Storie di GAP. Terrorismo urbano e resistenza


Presentazione del libro di Santo Peli nella sede del Dipartimento di Scienze del Farmaco


Oggi in Aula Meneghetti del Dipartimento di Scienze del Farmaco in largo Egidio Meneghetti si terrà la presentazione del libro di Santo Peli “Storie di GAP. Terrorismo urbano e resistenza”.
Nell’aprile 1943 Antonio Roasio, uno dei tre responsabili del centro interno del Partito comunista, invia una lettera «strettamente riservata» alle organizzazioni regionali, in cui fa presente a tutte le strutture di partito l’urgente necessità di attrezzare «i militanti alla lotta armata a mezzo dell’organizzazione di “Gruppi di azione patriottica”, capaci di condurre azioni di sabotaggio delle attrezzature militari contro i massimi dirigenti del partito fascista». Il primo documento scritto in cui si fa riferimento ai Gap è, con ogni probabilità, proprio questo.
I Gap, componente esigua ma rilevante del movimento di Resistenza, occupano un posto marginale nella memoria collettiva e nella storiografia resistenziale.
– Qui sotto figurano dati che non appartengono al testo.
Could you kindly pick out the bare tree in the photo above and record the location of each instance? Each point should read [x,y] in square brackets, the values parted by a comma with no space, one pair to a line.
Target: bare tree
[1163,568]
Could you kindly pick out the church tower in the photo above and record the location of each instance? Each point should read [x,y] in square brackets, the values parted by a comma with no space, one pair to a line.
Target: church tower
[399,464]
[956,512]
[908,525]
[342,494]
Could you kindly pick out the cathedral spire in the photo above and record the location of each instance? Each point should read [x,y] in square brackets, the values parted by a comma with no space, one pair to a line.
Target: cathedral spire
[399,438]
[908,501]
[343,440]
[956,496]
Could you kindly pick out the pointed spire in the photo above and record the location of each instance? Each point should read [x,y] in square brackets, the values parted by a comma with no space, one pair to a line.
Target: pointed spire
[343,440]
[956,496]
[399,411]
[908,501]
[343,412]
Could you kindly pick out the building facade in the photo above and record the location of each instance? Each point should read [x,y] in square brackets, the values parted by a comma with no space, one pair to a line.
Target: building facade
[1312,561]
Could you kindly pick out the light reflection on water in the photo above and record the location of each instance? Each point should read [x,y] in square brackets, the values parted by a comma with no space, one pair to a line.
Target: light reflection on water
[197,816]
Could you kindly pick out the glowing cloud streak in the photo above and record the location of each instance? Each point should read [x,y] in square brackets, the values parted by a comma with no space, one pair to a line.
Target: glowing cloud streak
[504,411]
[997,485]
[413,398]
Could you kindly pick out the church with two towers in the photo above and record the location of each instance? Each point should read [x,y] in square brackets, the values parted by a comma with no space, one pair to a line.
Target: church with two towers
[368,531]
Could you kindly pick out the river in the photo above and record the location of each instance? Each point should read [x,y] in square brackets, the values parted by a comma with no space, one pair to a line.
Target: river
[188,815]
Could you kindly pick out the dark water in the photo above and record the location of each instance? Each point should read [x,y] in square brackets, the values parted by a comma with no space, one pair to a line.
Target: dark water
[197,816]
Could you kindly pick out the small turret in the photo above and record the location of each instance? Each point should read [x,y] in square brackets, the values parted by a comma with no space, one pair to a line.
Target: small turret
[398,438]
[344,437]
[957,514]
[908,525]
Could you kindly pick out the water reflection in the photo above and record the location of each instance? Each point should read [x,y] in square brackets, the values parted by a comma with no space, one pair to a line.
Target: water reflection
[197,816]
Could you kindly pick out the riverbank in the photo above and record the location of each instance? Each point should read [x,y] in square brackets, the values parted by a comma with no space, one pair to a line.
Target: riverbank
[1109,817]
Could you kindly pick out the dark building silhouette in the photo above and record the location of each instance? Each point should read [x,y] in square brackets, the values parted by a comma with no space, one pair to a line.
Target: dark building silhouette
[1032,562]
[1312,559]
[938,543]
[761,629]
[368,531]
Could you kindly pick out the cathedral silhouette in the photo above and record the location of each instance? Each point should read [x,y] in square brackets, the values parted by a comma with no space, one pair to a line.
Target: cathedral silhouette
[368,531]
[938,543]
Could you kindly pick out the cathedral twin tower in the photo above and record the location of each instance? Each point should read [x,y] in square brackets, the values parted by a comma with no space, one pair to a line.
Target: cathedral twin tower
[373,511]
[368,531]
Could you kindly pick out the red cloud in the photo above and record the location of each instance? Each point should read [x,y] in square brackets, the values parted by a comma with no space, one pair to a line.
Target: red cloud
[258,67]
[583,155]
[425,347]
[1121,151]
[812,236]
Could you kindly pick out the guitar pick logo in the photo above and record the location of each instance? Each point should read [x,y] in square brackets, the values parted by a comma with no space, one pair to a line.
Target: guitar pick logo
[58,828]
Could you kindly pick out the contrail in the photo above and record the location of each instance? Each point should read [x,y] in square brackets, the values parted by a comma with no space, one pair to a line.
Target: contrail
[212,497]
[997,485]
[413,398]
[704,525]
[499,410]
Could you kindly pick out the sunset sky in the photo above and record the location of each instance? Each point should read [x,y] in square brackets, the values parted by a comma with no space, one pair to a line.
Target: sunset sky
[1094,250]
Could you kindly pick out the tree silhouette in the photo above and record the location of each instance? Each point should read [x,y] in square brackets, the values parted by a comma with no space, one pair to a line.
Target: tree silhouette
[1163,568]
Due ragioni spiegano tale marginalità: da un lato i Gap combattono secondo le modalità classiche del terrorismo, cioè con uccisioni mirate di singoli individui e con attentati dinamitardi; dall’altro sono organizzati e diretti dal Partito comunista, e dunque restano, durante e dopo la Resistenza, connotati politicamente in modo molto più marcato delle altre formazioni partigiane.
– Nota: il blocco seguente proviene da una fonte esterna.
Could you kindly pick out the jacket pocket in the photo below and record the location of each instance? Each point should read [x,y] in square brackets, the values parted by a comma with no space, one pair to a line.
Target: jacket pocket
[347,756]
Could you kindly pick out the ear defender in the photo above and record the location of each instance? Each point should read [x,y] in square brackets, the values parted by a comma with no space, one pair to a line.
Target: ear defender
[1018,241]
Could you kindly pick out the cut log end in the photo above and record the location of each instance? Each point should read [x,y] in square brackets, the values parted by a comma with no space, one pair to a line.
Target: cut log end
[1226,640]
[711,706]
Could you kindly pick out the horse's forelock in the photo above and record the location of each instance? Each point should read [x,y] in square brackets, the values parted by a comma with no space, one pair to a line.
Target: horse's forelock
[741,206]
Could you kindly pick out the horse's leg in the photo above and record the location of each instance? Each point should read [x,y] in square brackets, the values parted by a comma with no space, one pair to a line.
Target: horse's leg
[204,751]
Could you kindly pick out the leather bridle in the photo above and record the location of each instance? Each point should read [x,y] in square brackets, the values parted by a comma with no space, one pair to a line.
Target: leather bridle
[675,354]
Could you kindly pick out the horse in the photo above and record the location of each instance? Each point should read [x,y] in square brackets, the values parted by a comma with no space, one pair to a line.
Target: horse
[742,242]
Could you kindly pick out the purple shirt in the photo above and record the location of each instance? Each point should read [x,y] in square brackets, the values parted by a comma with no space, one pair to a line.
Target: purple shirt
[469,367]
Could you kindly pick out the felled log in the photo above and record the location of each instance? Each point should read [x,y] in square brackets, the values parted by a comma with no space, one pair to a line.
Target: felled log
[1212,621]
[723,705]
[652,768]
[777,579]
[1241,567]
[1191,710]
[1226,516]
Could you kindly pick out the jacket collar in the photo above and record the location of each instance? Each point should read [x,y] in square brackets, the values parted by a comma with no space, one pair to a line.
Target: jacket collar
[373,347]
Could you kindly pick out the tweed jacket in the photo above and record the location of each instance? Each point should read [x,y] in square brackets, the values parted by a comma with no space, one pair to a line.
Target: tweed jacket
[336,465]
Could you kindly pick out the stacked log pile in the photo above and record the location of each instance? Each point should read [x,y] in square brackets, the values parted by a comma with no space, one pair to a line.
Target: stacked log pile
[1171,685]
Santo Peli autore del libro “Storie di GAP Terrorismo urbano e resistenza” (ed. Einaudi 2014) discuterà con Carlo Fumian e Filippo Focardi dell’Università di Padova e Simone Duranti dell’Ateneo di Siena sul ruolo dei Gruppi di azione patriottica. La conferenza è organizzata dal centro di Ateneo per la Storia della Resistenza e dell’Età Contemporanea dell’Ateneo patavino.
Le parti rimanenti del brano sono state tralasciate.